De conclusie is dat [appellanten] niet voldoende duidelijke, eenduidige feiten en omstandigheden heeft gesteld ter onderbouwing van de stelling dat sprake is van een duurzame gemeenschappelijke huishouding. [appellanten] kan daarom niet worden toegelaten tot het bewijs van zijn stellingen.
3.7.
Voorts wordt het volgende overwogen. Indien zou worden uitgegaan van de ter gelegenheid van het pleidooi gegeven toelichting, geldt dat niet (voldoende duidelijk) is gesteld dat de gezamenlijke huishouding – nog daargelaten of die er is was en is – duurzaam is in de zin van art. 7:267 lid 1 BW. [appellanten] erkent dat aanvankelijke geen sprake was van een duurzame gemeenschappelijke huishouding, aangezien hij (randnummer 14 van de pleitnota) stelt dat [appellant sub 2] in eerste instantie bij zijn moeder is ingetrokken omdat [appellant sub 2] niet over een vaste woon- of verblijfplaats beschikte (dan wel omdat zijn relatie was geëindigd). [appellanten] stelt dat [appellante sub 1] in het begin voor [appellant sub 2] zorgde en dat later een taakverdeling is ontstaan en een ‘samenwoningsverband’ is gegroeid. In 2011 had dit vijf jaar geduurd. [appellanten] heeft echter nagelaten toe te lichten en nader te stellen wat die door hem bedoelde ontwikkeling inhield. Uit de genoemde termijn van vijf jaar zou kunnen worden afgeleid dat de gestelde duurzame gemeenschappelijke huishouding zeer kort na de samenwoning is ontstaan, maar ook dat is – ten onrechte – niet toegelicht noch onderbouwd. Hierbij wijst het hof erop dat [appellant sub 2] ter gelegenheid van het pleidooi heeft verklaard dat zijn moeder een ongeluk had gehad toen hij bij haar introk en dat zij na een jaar weer alles kon. Van hulpbehoevendheid was daarna, zo begrijpt het hof, nog geen sprake.
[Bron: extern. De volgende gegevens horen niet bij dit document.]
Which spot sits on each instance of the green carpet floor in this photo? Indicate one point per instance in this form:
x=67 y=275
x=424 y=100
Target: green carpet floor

Het voorgaande is te meer van belang, omdat [appellant sub 2] in zijn positie en rol van mantelzorger (brief van 2 oktober 2011) zonder nader toelichting, die (ook) ontbreekt, niet als een duurzaam ‘samenwoner’ kan worden betiteld.
Ten slotte blijkt uit de brief van 2 oktober 2011 niet dat sprake was van een duurzame samenwoning in de zin dat er een op de toekomst gerichte verwachting was ten aanzien van de (gestelde) gemeenschappelijke huishouding. [appellant sub 2] schrijft daarin immers dat hij ‘nu’ in de woning wil blijven, terwijl [appellant sub 2] op dat moment mantelzorger van zijn toen 87 jaar oude moeder was. De strekking van deze brief is bovendien dat [appellant sub 2] , gegeven zijn inspanningen en uitgaven voor het opknappen van de woning, graag daarin wil blijven wonen, ook als zijn moeder zou komen te overlijden.
3.8.
Voor het aannemen van een gemeenschappelijke huishouding is voorts van belang dat er in zekere mate sprake is van een financiële verstrengeling. Daarover heeft [appellanten] gesteld dat de vaste lasten (kosten van gas, elektriciteit, water en huur) door [appellante sub 1] werden en worden betaald en dat [appellant sub 2] daartegenover de overige kosten zoals boodschappen, kleding en kosten voor vervanging van apparatuur (zoals kosten van de vervanging van de Cv-ketel) betaalde en betaalt. Daarnaast betaalt [appellant sub 2] de (premie voor de) levensverzekering van [appellante sub 1] . Er is, aldus [appellanten] , sprake van een verdeling van de kosten.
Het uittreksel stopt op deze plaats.